Among the many outstanding soundscapes are: the propulsive and middle eastern-sounding “3 Ghosts I,” “14 Ghosts II” with its staccato envelope filter rhythm and big bass drum boom, “20 Ghosts III” which is like the noise of a Tesla coil being reined in to create music, and “28 Ghosts IV,” which could be the soundtrack for a 22nd Century James Bond flick. At first I had some difficulty keeping all this music, with these similar names, lined up in my head, but after a couple of listens I gave up on my note taking, lay back with my headphones and just let the music wash over me. The result was that the pieces which connected with me emotionally really stood out and I began to enjoy the entire collection at a higher level.
You’d imagine a collection such as this, which marries instruments, noise and production, would come across as overly mechanical, but that isn’t the case. Reznor’s real genius lies in his ability to take wildly divergent things and mold them into something musical. And where on Broken, or The Downward Spiral, each ingredient of every song tended to slap you in the face with a wet fish, Ghosts takes these same ingredients and gives the music a real classicality. This inherent musicality is by far its most winning feature and shows how an artist who has always been identified with “the cutting edge” can continue to grow, and engage his talents, even if what was once edgy has found its way into the mainstream and dulled a bit.
But, by jumping the new distribution train, Reznor has placed himself in a precarious position. Because if, after releasing this stirring instrumental collection, he returns to a major label for future distribution and makes the foolish mistake of dismissing Ghosts as an experiment filled with music he was “making for himself” (like Paul did with McCartney II), all the talk of bravery and forward thinking will dissipate like smoke blown out of the window of that train. And he’d be revealed to be stuck with a ticket that’s already been punched and standing on a platform that’s long been passed by.

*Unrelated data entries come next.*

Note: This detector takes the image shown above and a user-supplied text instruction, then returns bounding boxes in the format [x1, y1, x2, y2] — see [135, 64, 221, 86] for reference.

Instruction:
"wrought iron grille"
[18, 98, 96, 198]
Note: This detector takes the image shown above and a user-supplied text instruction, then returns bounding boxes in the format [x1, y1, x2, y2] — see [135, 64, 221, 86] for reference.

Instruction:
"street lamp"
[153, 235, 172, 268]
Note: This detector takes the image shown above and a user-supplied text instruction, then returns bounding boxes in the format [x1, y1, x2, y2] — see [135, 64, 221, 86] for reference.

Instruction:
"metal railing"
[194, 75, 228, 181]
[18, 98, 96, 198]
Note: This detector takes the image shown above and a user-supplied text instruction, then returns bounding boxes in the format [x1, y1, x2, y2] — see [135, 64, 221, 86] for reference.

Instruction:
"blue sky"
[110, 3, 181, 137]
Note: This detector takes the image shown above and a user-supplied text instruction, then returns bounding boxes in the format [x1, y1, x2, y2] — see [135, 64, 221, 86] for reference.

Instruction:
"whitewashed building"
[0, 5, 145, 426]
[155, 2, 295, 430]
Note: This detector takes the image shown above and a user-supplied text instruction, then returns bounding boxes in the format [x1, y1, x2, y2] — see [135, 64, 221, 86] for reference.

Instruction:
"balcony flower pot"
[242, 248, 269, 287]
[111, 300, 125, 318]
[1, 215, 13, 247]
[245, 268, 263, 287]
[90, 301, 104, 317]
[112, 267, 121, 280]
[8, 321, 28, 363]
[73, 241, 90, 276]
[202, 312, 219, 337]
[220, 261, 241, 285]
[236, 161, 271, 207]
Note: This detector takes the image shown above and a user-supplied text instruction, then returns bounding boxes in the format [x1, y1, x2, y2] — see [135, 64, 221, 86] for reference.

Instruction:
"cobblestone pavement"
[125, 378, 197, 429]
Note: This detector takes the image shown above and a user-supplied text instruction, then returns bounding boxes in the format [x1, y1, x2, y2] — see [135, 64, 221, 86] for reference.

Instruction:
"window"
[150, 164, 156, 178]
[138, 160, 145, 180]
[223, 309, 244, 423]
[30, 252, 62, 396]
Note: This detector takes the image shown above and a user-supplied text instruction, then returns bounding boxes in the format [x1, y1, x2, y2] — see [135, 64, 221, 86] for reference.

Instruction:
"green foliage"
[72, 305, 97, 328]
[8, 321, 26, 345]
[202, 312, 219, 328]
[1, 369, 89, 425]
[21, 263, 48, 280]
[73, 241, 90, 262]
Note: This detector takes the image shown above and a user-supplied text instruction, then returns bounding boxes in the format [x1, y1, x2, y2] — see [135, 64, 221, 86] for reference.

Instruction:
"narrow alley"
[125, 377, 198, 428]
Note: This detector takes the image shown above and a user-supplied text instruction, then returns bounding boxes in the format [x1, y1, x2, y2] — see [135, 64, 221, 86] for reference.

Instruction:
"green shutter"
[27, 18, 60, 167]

I downloaded Ghosts I-IV through the NIN site. I chose the mp3 files@ 320kbps, 44.100 kHz even though there was another version available at above 700kbps. The 320 version took about 25 minutes to download and strangled my internet connection. The larger version would have been nice but I figure I wouldn’t be able to listen to it until next Christmas. Ghosts I-IV sounds pretty damn marvelous and the production, as mentioned before, is incredible. On “23 Ghosts III” there’s a moment that startles me each time it occurs because it sounds like someone’s playing a feedback guitar just outside my office window. That should tell you how well this recording is engineered. My home theater system shuddered in ecstasy when I played it loud for my neighbors and the bass in my car stereo wondered what the hell was going on. It’s easy to tell that Trent Reznor has some really good equipment in his studio and knows how to use it.
I purchased the download-plus-two-CD version of Ghosts I-IV but the CDs aren’t being shipped until April so I can’t comment on them. The download came with a pdf booklet and wallpapers (in standard and widescreen) of each piece of art contained in the pdf. It also came with a folder filled with web graphics including cool NIN logos. As previously mentioned, the download version is five dollars and the version with CD is 10 dollars plus 6.99 shipping. This entire digital release, download platform, music and extra features, is first rate and should be considered the standard for what is, inevitably, to come.